L’étude insiste également sur les conséquences du CETA pour les consommateurs de produits animaux. Leur confiance est actuellement très volatile en Europe, suite notamment aux multiples crises sanitaires que connaît le secteur depuis de nombreuses années. L’arrivée massive de viande canadienne sur le marché européen ne peut pas restaurer cette confiance, elle risque bien au contraire de l’aggraver. Pour plusieurs raisons. D’abord, les modes de production de viande au Canada obéissent à des standards sanitaires beaucoup moins rigoureux qu’en Europe – alors qu’en Europe des associations considèrent qu’ils sont déjà insuffisants. Cet abaissement des standards de la viande importée ( pour la qualité de l’alimentation du bétail, les règles de bien-être animal dans le transport et l’abattage, les contrôles sanitaires à tous les stades de la chaîne, etc… ) ne peut donc qu’augmenter la défiance des consommateurs déjà déstabilisés par les crises précédentes. Par ailleurs, l’élevage et l’abattage au Canada se pratiquent essentiellement dans de gigantesques structures industrielles qui sont précisément celles dont les consommateurs européens se méfient ( voir le débat suscité par l’implantation de la fameuse Ferme des 1 000 vaches en Picardie.) « En important davantage de viande canadienne, on risque fort d’importer aussi davantage de suspicion vis-à-vis du produit en général, quelle que soit son origine, » conclut l’étude.
Enfin le CETA fait peser une autre menace de taille sur l’agriculture européenne: celle qui touche aux prix agricoles.

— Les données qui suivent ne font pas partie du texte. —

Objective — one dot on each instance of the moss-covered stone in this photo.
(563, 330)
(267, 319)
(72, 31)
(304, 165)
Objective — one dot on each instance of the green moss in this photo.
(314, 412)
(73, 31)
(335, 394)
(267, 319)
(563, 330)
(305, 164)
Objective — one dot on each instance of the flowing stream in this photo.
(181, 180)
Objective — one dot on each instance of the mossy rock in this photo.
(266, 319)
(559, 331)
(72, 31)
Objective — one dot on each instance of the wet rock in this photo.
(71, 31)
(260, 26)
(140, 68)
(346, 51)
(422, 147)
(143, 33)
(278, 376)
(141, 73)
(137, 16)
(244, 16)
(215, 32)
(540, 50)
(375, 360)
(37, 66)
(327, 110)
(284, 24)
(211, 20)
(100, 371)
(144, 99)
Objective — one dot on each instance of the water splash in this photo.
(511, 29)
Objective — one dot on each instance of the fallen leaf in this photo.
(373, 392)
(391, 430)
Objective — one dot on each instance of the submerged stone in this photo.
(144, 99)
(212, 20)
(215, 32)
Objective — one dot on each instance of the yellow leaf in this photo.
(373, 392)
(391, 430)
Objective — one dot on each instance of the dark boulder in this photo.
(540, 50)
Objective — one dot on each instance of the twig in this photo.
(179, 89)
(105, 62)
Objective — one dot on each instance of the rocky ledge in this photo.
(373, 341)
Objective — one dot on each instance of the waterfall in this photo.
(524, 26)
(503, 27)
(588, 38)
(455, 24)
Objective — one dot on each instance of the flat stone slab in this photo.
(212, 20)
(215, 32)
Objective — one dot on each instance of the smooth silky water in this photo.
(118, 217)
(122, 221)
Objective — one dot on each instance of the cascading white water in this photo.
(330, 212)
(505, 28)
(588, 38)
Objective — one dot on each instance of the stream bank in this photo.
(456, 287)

La part des subventions directes dans le revenu des producteurs agricoles est en effet beaucoup plus importante en Europe qu’au Canada. Et le CETA, même s’il ne contient pas d’obligations par rapport à ces subventions, prévoit que l’une des parties peut demander l’ouverture de consultations si elle estime que ses intérêts pâtissent de ces subventions. En l’occurrence, ce sera le Canada, ( ou des éleveurs ou agriculteurs canadiens les moins aidés ), qui pourront s’estimer lésés et demander en conséquence des dommages à l’Europe.

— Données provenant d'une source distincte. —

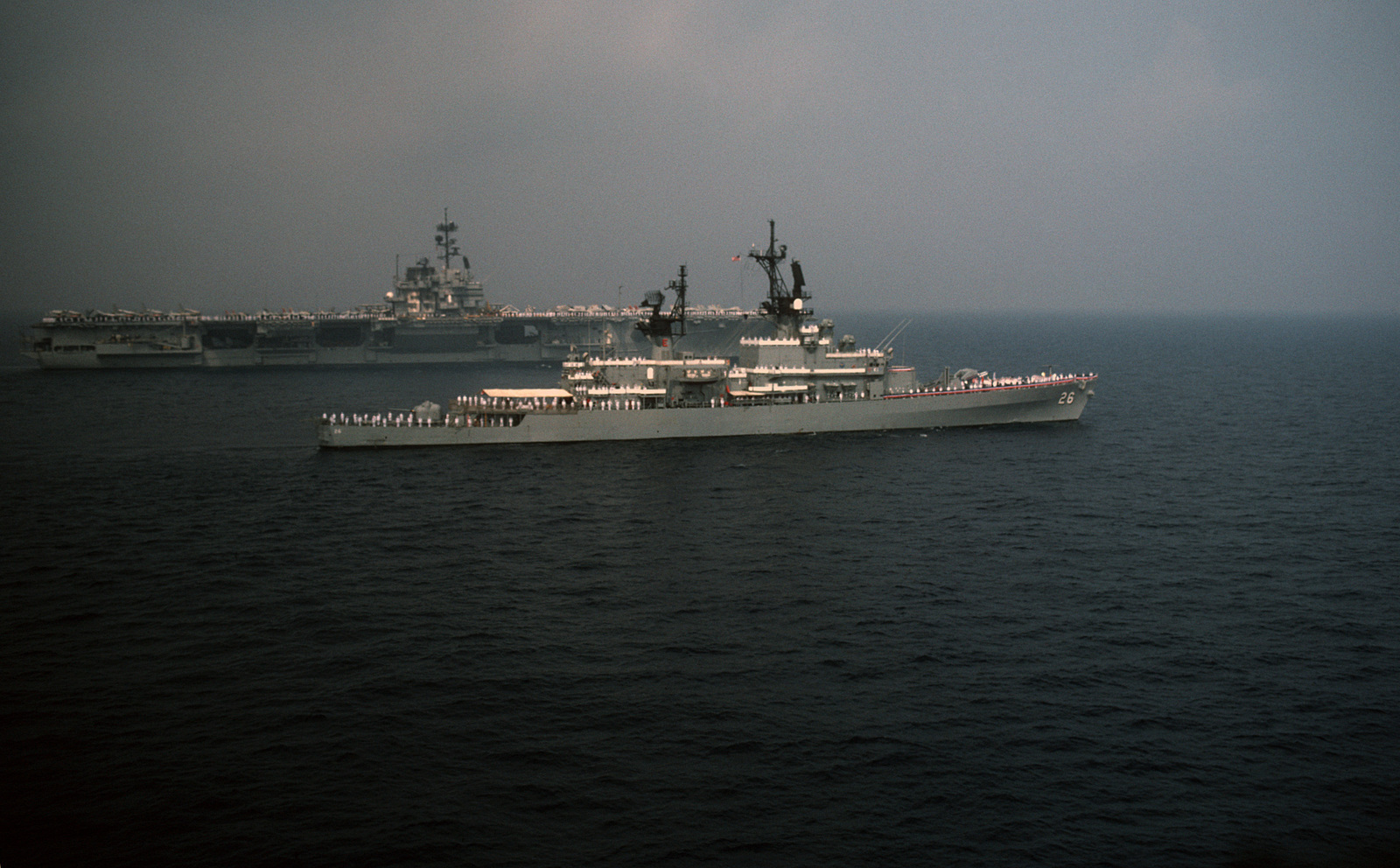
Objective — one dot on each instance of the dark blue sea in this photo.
(1166, 634)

Mais surtout, avec la fin des droits de douane, on ne disposera plus de moyens pour réguler les prix agricoles, pour restaurer des prix minimum garantis – tout particulièrement en temps de crise -, et encore moins pour maîtriser les volumes de production. C’est donc une période de dérégulation et d’incertitudes pour l’agriculture et l’élevage européens qu’ouvre le CETA.